We imported pandas and numpy for data manipulation and calculation, matplotlib.pyplot, seaborn for visualization and json, warnings for parsing and suppressing warnings.



This is aimed at identifying directors who generate the most total and average profit across their films.


![Top Directors by Movie Profit](images/top_directors.png)


From the plot above, it is observed that directors generating high revenue to should be considered for consistency and better returns e.g Clint Eastwood and Gary Wheeler.

### **Analysis to establish which genres have the highest ratings &  to assess which genres generate the highest gross revenue and profit**
The analysis used pandas for aggregation and seasborn for visualization to analyze profitability by genre outlining the top 10 genres on the basis of both total and average profit.

Movies were grouped by genre and sum of profits for each was calculated and top 10 genres with the highest total worldwide profit was selected. This was aimed at identifying the genres that consistently generated high revenue across all films.

Average profit per film for each genre was also calculated to reveal which genres are most profitable on a per movie basis.

Visualization was done as below:


![Top Genres by Average Profit Per Movie](images/genre_avg_profit.png)

From the plot above, genre with large volume generate massive global revenue.

The analysis to reveal which genres are most favorably received and frequently produced by identifying top 10 movie genres based on user ratings and movie counts.

Visualization was done using Bar plot as below:

By mean user rating:


![Top Genres by Mean User Ratings](images/genre_vs_ratings_count.png)




By Number of films produced:

![Top Genres by Number of Films Produced](images/genre_vs_movie_count.png)


It was observed that probably, high rated genres may reflect deeper story telling and high volume genres may indicate mainstreams popularity but with more variability in ratings.

### **Analyzing how release season of a movie affects its worldwide profit**
The section focused on preparing data to analyze box office performance, including profit margins and release season effects.
Profit was calculated by subtracting the production budget from worldwide revenue.
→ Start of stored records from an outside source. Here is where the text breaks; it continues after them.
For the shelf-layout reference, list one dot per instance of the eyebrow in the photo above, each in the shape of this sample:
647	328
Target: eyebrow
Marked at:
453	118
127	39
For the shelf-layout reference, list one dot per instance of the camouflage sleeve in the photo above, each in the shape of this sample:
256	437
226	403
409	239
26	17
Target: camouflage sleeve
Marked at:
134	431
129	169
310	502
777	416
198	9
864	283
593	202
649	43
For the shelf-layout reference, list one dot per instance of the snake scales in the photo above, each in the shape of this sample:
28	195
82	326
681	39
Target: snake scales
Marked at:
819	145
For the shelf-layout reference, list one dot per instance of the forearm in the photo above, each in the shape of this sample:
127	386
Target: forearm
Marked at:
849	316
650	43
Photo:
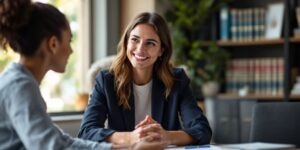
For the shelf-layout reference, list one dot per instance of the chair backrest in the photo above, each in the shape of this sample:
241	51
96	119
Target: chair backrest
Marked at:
101	64
276	122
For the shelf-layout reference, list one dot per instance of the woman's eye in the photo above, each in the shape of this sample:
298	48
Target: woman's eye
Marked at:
134	39
151	44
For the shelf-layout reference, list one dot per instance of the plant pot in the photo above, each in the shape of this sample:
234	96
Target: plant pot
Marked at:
210	89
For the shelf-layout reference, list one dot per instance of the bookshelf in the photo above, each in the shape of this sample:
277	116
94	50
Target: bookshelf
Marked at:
285	47
233	112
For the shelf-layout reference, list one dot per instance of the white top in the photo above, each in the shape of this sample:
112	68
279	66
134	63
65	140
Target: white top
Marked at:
142	101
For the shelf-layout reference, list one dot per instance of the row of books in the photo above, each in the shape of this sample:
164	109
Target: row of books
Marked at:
261	76
247	24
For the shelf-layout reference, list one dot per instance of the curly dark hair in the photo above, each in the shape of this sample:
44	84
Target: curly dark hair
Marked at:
23	24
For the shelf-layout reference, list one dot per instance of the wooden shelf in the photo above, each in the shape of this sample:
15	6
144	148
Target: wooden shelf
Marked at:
256	97
295	97
250	97
295	39
250	43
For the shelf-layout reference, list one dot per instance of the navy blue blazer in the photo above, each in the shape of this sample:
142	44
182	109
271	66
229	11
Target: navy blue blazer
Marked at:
180	107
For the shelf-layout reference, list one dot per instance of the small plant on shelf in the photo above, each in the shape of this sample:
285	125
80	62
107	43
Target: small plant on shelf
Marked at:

Currency symbols were removed and data converted to numeric for both revenue and budget. 

Movies that had missing values, unreliable data or near to zero values were excluded from the analysis.
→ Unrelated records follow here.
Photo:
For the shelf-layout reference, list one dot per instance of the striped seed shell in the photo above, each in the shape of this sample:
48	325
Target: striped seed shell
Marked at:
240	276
Movie release dates were categorized into the following seasons:

    Winter : December, January, February

    Spring : March, April, May

    Summer : June, July, August
    
    Fall   : September, October, November



Visualization was done using bar plot was created using seaborn to visualize total profit per season as follows:


![Release date effect](images/seasons_vs_profits.png)
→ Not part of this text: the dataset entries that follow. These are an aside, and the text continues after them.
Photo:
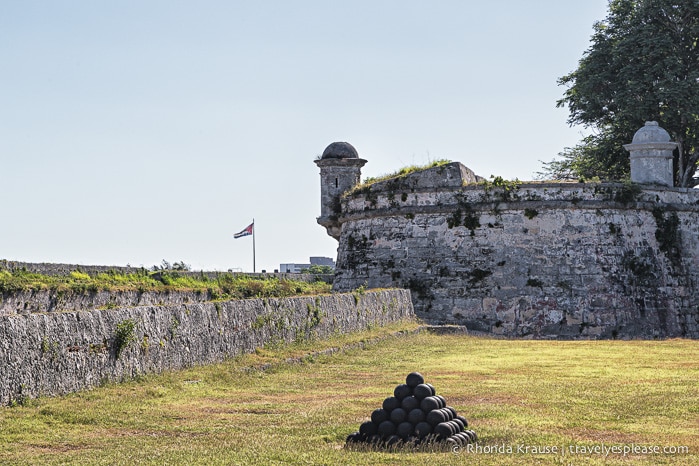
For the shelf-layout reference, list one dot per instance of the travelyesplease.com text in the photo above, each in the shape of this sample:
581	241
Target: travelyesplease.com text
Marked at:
572	450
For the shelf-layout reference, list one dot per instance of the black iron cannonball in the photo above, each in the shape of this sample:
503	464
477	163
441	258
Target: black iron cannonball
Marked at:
430	403
402	391
423	429
386	429
409	403
414	379
447	413
436	416
398	415
393	440
453	411
391	403
422	391
404	430
472	434
415	416
379	415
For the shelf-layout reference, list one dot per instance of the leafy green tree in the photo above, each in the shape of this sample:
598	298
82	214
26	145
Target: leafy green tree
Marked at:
643	65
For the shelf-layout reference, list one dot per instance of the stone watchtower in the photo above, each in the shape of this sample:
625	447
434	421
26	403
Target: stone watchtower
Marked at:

From the plot above, it is observed that movies released in the Summer season generate the highest worldwide profits, followed by Spring, Winter, and Fall. In summary, seasonality has an impact on box office performance.

### **CONCLUSIONS**
1. **Movie length vs audience ratings**: The longer movies tend to be rated more favorably
2. **Directors and writers Vs Movie Performance**: The directors generating high revenue to be considered for better returns. 
3. **Genres effects on ratings, gross revenue and profit**: Genres with high total profit are better options for studios aiming for consistent returns
4. **Movie realese season vs profit** : Studios to prioritize Summer and Spring for major release to maximize revenue


### **RECOMMENDATIONS**
1. **Movie length vs audience ratings**: Content creators to consider longer movie run times, they probably give an allowance for deeper story telling.

2. **Directors and writers Vs Movie Performance**: The studio to consider prioritizing directors who have released movies that generated high revenues e.g Clint Eastwood and Gary Wheeler

3. **Genres effects on ratings, gross revenue and profit**: The studios to consider prioritizing genres with high total profit for consistent returns

4. **Movie realese season vs profit** : Seasonality should be considered in release planning and marketing strategies.